Use `structured_schema` to request typed outputs. Define Pydantic models and pass them with your call. The parsed result is returned in `res["output_parsed"]`.

OpenAI example:

```
from pydantic import BaseModel

class CalendarEvent(BaseModel):
  name: str
  date: str
  participants: list[str]

res = llm.call_model(
  model="gpt-5-mini",
  input_or_contents=[
    {"role": "system", "content": "Extract the event information."},
    {"role": "user", "content": "Alice and Bob are going to a science fair on Friday."},
  ],
  structured_schema=CalendarEvent,
  api_key_alias="openai-0",
  tags=["demo", "structured"],
)
print(res["output_parsed"])  # CalendarEvent(...)
```

Gemini example:

```
from pydantic import BaseModel

class Recipe(BaseModel):
  recipe_name: str
  ingredients: list[str]

res = llm.call_model(
  model="gemini-2.5-flash",
  input_or_contents="List a few popular cookie recipes, and include the amounts of ingredients.",
  structured_schema=list[Recipe],   # or Recipe for single-object outputs
  api_key_alias="gemini-0",
  tags=["demo", "structured"],
)
print(res["output_parsed"])  # List[Recipe]
```

Note: On Gemini, Pydantic validation errors may be suppressed by the underlying client; `.parsed` may be empty/null if the output cannot be validated. The raw JSON string is still available via `res["output_text"]`.

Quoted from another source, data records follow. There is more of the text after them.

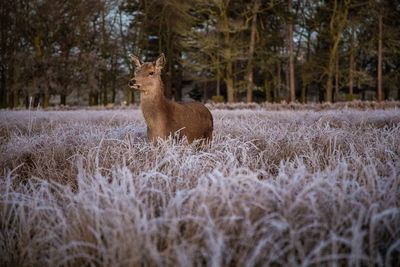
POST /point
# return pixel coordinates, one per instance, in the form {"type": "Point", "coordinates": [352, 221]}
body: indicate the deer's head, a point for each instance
{"type": "Point", "coordinates": [147, 75]}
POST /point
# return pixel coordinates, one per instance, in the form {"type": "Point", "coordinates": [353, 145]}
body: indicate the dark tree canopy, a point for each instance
{"type": "Point", "coordinates": [77, 52]}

### Gemini URL context tool

To allow Gemini to fetch and ground on URLs mentioned in your prompt, enable the built-in URL context tool by setting `url_context=True`:

```
res = llm.call_model(
  model="gemini-2.5-flash",
  input_or_contents="What are the top 3 recent announcements from the Gemini API according to https://ai.google.dev/gemini-api/docs/changelog",
  api_key_alias="gemini-0",
  url_context=True,
  thinking_budget=0,
  tags=["demo", "url-context"],
)
print(res["output_text"]) 
```

### Fallback across models/providers

Provide a fallback plan as a list of steps with model and optional key aliases. Each step is attempted in order; on failure, it proceeds to the next.

```
plan = [
  {"model": "gpt-5-mini", "key_aliases": ["openai-0", "openai-1"]},
  {"model": "gemini-2.5-pro", "key_aliases": ["gemini-0"]},
]
res = llm.call_model(
  model="gpt-5-mini",
  input_or_contents="Say 'fallback test ok'",
  tags=["demo", "fallback"],
  fallback_plan=plan,
)
print(res)  # { success, request_id, call_id }
```

## Dashboard

The dashboard reads from the SQLite DB in `LLM_LOG_DIR/llm.sqlite`.

- Filters: provider, model, tag, success, date range
- Summary: total requests, total cost, average latency
- Table: time, provider, model, tags, latency, tokens, cost, status, details link
- Details: pretty metadata JSON, input and output text, latencies, tokens, costs, rerun button

## Data model (high level)

- Request record fields (subset):
  - identifiers: `request_id`, `call_id`, timestamps
  - classification: `provider`, `model`, `api_key_alias`, `tags`
  - tokens: `input_tokens`, `cached_input_tokens`, `output_tokens`, `reasoning_tokens`
  - costs: `input_cost_usd`, `cached_input_cost_usd`, `output_cost_usd`, `reasoning_cost_usd`, `total_cost_usd`
  - latency: `latency_ms`, `ttft_ms`, `stream_duration_ms`, stream chunk stats
  - results: `response_text`, `response_text_len`, `finish_reason`, `success`
  - errors/rate limit: `error_json`, `rate_limit_json`, `retry_count`

## Pricing notes

- Costs are calculated per 1M tokens (USD) using a built-in pricing table derived from your config in `src/utils/llm-models.py`.
- Billed formula examples:
  - OpenAI: `uncached_input * input_rate + cached_input * cached_rate + output * output_rate`
  - Gemini (Responses API): `output = candidates + thoughts`; cached input billed separately

## Tips

- API key aliases are created automatically (`openai-0`, `gemini-0`, ...). You can specify which alias to use per call.
- For streaming, the SDK prints chunks to stdout as they arrive; the final usage is recorded in the database.
- Each direct call gets a generated `call_id`. Fallback attempts share the same `call_id` for aggregation.